Heureusement la solidarité joue. “Notre fille doit partir en classe verte. Nous ne pouvions pas tout payer mais la directrice de l’école a été très compréhensive. Je vais au Secours populaire, aux Restos du cœur. J’assiste à toutes les réunions de RESF : ils nous soutiennent, nous aident à monter des dossiers, nous remontent le moral. Notre plus grand souhait serait de vivre et de travailler ici.”

 

Guy-Samuel
“La force qu’il faut pour tenir debout, c’est terrible !”Le jeune homme arrive à Grenoble, via l’Angola, en 2010. Âgé de 20 ans, il fuit la répression policière qui frappe les membres du mouvement politico-religieux Bundu dia Kongo (134 morts en 2007 selon l’ONU). Sa demande d’asile politique est rejetée par l’Ofpra (Office français de protection des réfugiés et apatrides). Désormais en couple avec une compatriote rencontrée dans l’Isère, il s’installe à Lyon en 2011, puis est accueilli au foyer Aralis de Vénissieux l’année suivante, qui donne un toit à leur bébé, Naomi.

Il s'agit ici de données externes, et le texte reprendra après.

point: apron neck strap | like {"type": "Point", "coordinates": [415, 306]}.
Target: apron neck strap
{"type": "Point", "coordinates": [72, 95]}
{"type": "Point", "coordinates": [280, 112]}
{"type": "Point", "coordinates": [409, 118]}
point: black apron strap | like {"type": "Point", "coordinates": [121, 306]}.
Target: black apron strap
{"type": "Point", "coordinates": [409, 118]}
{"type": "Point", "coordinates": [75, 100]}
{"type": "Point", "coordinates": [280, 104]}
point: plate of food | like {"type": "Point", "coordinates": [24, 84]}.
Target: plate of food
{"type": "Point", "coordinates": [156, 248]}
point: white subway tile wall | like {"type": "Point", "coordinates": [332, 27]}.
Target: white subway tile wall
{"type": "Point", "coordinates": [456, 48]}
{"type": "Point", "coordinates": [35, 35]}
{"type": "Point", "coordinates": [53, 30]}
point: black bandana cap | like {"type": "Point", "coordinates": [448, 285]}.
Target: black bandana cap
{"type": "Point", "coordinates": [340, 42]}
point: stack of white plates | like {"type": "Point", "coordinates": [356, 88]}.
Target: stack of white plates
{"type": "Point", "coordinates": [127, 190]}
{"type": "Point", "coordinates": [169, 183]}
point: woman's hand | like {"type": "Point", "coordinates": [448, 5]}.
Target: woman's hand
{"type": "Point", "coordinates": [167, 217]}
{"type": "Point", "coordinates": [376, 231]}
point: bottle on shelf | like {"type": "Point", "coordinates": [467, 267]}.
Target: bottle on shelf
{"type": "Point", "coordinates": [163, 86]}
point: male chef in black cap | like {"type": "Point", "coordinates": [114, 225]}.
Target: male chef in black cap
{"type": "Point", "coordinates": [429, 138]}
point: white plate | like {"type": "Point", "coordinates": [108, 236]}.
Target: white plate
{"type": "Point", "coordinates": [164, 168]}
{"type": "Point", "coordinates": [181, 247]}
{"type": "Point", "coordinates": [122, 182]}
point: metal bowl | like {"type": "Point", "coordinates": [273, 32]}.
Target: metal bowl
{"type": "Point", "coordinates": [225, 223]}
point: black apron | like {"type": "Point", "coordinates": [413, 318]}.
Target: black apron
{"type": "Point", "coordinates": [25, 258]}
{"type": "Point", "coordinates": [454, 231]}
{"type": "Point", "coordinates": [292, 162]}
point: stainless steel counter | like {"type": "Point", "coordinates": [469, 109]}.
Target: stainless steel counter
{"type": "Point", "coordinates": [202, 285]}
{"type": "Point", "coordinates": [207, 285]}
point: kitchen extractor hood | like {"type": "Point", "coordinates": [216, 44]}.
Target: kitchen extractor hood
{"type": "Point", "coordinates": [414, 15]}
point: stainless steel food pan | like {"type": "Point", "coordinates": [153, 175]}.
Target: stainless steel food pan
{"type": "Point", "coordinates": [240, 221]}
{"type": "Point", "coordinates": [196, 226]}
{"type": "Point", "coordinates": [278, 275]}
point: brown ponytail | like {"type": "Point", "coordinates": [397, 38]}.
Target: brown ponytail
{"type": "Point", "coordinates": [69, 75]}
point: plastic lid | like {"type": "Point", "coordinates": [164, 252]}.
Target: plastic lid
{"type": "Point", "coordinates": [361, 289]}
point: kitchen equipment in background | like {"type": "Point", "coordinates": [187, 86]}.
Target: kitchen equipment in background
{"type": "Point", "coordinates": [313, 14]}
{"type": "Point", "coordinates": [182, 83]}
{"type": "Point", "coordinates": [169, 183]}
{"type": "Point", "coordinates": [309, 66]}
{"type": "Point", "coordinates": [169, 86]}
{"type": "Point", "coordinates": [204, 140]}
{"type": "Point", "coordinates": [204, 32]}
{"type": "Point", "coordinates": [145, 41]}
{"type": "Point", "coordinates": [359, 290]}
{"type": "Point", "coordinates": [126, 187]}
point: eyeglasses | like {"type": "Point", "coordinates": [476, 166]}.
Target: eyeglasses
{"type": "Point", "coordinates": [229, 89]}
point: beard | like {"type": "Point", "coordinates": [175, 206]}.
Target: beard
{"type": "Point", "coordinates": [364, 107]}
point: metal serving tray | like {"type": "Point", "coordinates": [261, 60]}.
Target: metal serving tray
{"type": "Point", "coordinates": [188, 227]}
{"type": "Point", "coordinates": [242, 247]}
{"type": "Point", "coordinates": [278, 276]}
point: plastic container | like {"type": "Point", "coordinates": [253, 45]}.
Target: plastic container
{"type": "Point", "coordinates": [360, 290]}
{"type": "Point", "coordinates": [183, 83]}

Déjà régularisée, son amie travaille pour trois, obtient un logement à Léo-Lagrange. Dans l’appartement, Guy-Samuel tourne en rond. “J’étais coincé, j’avais peur de sortir, d’être contrôlé et expulsé. Par la fenêtre, je voyais les gens aller et venir, moi j’étais une charge, je ne pouvais rien offrir à ma fille… Chez nous, on dit que vivre sans but, c’est mourir tous les jours.”Sa dépression déteint sur la petite Naomi, qui s’isole des autres en classe, mutique. Inquiète, son institutrice de maternelle rencontre ses parents, comprend la situation, les met en contact avec RESF. Le réseau obtient un avocat et le soutien d’élus, dont Michèle Picard, mobilise, appuie et finance les démarches du jeune homme. Des démarches qui vont durer cinq ans. Au cours du cycle classique “demande – refus – OQTF”, son dossier sera rejeté sept fois par la préfecture, malgré son implication dans la vie locale (bénévolat, accompagnements d’élèves à l’école de musique…).En février 2017, son avocat dénonce un abus de pouvoir du préfet, et le tribunal ordonne à l’administration de délivrer un titre de séjour à Guy-Samuel dans les deux mois. En mai, c’est fait. “Pour un an, mais quel soulagement ! J’ai dansé, j’ai chanté ! Je pouvais enfin travailler, acheter une glace à mes enfants, aller dans les rues sans peur ! Mais la force qu’il faut pour tenir debout, c’est terrible.”

Le renouvellement de la carte de séjour est en juin, il croise les doigts. Et Naomi ? “Elle parle, elle joue, elle est joyeuse comme une enfant de son âge, que son papa va chercher à l’école !”F.T-B.